Earlier this year, she took a study-abroad trip to Switzerland alongside 150 students representing over 60 nationalities and was delighted to hear many of them recite her TikTok tagline — “It’s your favorite apple girl” — in various accents from around the world.
It was an “absolutely life-changing experience,” she says.
During her three-month trip, Thornton says, she was able to make new industry connections and toured a number of farms, including some in Germany and Italy, while learning more about hospitality, event management, different farming techniques, and international tourism.
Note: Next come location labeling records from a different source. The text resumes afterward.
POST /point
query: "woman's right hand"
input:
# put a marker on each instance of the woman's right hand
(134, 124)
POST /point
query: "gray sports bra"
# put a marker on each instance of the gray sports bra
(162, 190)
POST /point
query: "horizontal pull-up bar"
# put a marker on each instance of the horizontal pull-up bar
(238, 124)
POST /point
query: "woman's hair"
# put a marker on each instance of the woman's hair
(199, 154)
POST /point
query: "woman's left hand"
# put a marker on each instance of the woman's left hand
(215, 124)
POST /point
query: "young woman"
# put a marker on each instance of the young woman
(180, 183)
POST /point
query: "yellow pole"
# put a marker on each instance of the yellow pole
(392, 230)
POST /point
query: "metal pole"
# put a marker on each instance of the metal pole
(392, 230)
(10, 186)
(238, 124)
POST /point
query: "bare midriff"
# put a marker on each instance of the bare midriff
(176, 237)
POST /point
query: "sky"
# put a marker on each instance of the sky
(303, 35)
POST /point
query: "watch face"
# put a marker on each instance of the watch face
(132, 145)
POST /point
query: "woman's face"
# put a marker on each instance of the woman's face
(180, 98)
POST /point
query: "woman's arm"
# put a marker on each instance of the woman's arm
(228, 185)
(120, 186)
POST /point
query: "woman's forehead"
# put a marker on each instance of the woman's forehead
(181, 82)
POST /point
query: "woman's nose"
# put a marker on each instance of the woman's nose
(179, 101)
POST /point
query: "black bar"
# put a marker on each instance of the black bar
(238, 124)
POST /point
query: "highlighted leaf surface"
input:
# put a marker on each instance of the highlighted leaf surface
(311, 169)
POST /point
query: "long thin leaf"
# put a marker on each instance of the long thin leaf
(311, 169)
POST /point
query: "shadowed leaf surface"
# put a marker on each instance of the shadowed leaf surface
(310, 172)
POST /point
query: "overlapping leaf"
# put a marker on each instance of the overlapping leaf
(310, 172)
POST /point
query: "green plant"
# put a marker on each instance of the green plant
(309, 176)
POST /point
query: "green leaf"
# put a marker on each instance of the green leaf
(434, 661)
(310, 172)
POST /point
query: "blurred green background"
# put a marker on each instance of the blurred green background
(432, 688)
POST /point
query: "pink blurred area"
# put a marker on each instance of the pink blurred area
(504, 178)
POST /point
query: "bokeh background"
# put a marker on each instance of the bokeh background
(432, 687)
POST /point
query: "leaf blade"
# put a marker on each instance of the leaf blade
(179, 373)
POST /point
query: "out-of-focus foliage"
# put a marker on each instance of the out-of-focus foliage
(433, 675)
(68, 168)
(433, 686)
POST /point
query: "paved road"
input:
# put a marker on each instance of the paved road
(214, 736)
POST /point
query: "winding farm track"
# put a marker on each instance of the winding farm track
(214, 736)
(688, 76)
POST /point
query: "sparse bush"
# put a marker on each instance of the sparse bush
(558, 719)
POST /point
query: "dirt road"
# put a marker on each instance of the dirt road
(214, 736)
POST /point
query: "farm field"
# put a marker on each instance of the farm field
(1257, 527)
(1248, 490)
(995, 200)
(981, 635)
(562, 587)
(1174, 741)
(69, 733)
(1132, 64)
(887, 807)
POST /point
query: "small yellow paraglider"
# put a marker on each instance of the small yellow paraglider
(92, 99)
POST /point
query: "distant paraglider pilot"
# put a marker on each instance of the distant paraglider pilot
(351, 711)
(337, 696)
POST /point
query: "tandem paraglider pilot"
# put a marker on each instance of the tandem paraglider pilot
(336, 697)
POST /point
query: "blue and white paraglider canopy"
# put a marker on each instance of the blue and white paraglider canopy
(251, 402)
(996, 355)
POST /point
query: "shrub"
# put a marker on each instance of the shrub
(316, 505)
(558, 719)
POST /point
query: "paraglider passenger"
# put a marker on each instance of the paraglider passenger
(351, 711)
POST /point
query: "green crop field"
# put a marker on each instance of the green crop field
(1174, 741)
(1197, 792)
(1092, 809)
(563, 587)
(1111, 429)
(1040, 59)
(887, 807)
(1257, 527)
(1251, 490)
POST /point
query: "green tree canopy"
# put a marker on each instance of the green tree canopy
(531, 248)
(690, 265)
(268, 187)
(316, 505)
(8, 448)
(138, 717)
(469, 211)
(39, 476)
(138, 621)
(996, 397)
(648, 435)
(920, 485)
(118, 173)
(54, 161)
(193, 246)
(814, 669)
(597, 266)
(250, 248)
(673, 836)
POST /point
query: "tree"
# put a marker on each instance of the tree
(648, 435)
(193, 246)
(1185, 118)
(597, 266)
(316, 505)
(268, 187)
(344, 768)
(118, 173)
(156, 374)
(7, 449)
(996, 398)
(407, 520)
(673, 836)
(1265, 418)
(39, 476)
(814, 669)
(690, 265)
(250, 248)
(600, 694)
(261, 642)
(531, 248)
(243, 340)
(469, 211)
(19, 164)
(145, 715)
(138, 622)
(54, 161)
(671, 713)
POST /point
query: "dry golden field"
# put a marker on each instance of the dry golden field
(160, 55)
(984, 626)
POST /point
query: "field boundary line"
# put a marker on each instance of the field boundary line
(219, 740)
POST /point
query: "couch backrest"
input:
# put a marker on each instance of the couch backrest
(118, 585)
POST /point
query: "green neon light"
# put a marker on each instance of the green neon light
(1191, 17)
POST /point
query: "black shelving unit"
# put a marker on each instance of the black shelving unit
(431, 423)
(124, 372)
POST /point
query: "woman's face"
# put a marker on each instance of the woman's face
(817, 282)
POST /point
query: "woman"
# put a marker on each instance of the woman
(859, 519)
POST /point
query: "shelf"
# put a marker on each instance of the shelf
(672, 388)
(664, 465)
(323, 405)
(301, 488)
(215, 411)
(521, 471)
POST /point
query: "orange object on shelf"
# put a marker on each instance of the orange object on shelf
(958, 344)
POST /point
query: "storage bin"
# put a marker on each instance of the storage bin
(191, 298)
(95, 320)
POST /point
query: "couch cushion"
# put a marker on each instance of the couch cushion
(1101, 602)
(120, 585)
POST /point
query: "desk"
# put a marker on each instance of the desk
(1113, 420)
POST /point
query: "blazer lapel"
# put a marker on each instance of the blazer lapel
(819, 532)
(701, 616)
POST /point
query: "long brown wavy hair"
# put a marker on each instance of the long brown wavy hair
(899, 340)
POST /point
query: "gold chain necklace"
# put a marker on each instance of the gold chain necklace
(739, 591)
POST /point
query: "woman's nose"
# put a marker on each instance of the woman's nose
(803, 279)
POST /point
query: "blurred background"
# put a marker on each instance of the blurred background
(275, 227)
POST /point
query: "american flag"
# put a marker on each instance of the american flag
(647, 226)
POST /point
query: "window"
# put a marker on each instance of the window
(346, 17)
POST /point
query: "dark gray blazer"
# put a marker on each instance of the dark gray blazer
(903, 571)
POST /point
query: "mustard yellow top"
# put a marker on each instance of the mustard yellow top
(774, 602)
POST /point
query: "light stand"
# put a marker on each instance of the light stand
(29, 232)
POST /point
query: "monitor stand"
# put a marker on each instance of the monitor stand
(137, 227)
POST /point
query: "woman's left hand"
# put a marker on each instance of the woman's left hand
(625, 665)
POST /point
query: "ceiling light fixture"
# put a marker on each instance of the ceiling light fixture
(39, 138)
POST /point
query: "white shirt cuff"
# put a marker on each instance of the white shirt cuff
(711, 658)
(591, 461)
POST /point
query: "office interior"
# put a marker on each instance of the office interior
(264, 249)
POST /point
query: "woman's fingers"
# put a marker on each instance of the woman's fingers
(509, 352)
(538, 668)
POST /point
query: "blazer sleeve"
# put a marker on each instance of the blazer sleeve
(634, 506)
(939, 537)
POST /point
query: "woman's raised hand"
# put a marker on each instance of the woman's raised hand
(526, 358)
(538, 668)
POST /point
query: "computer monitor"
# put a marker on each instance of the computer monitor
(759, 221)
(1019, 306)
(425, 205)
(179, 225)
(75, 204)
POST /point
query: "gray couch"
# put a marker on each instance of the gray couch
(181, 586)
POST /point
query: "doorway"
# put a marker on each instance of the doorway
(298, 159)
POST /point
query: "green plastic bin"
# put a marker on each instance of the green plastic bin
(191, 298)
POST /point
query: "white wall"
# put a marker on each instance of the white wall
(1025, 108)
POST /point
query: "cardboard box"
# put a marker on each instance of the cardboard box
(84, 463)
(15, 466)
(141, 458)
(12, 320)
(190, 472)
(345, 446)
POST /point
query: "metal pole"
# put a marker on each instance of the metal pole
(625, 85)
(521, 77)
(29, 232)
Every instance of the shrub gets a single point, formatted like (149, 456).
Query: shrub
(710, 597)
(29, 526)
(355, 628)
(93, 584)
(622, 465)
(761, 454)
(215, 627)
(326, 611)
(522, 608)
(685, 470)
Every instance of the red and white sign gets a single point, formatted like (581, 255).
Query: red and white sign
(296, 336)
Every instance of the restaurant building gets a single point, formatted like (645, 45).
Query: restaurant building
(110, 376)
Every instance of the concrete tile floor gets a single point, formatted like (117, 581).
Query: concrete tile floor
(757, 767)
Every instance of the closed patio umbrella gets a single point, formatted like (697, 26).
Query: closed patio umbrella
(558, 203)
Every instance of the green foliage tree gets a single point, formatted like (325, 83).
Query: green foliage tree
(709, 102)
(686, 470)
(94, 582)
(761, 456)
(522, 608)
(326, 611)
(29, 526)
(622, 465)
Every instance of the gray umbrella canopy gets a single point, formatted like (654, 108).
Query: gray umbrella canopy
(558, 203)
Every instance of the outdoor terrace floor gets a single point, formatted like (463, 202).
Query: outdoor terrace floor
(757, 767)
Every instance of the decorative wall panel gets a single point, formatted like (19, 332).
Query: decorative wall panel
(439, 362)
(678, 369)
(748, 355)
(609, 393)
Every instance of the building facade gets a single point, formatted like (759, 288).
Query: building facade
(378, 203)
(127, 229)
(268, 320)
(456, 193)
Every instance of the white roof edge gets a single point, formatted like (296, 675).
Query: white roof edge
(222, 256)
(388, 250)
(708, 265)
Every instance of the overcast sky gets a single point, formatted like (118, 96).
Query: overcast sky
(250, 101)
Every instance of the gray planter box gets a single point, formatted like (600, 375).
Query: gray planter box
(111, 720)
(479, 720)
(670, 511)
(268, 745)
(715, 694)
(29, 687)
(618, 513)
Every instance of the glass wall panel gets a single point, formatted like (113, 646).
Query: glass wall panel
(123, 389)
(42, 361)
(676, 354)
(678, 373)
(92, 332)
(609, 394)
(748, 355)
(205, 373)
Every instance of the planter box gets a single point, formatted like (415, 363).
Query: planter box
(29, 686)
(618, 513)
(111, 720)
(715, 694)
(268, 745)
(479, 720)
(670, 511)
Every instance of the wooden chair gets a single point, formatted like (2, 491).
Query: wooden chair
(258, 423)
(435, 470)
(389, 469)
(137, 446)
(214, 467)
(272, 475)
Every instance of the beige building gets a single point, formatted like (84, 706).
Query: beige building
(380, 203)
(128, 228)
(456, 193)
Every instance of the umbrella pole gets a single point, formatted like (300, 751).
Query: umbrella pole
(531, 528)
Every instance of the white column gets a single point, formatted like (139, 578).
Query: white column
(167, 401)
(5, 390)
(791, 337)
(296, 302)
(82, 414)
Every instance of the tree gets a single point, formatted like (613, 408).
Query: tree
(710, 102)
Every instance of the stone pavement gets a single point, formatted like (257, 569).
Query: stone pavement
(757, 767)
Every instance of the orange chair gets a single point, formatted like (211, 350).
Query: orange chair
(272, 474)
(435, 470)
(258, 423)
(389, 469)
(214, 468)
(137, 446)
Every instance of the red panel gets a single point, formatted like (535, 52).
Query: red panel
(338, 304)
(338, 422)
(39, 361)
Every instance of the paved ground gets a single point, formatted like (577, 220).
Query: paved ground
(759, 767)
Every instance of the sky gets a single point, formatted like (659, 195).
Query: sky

Tourism is part of the future Thornton envisions for her orchard. Over the long term, she’d like customers to be able to visit the property as a kind of destination, maybe with a restaurant and a truck stop, and come away with cups of coffee and sandwiches, along with her family’s apples and pears. Thornton has started to think more deeply about what might be required to achieve financial stability moving forward, especially after her family’s business almost went bankrupt a couple years back. “I want to learn more about how to leverage our farm by getting multiple streams of revenue and a strong cash flow,” she says. “I don’t think it’s feasible anymore to simply farm.”
In the meantime, Thornton is proud that she’s inspiring others, including other farmers, to tell their own stories on social media — and reminding them why their stories are worth telling in the first place. “A lot of farmers don’t think what they do is that interesting,” she says. “They do it on a day-to-day basis, so they forget that a lot of their work is incredible, and people are amazed by it.”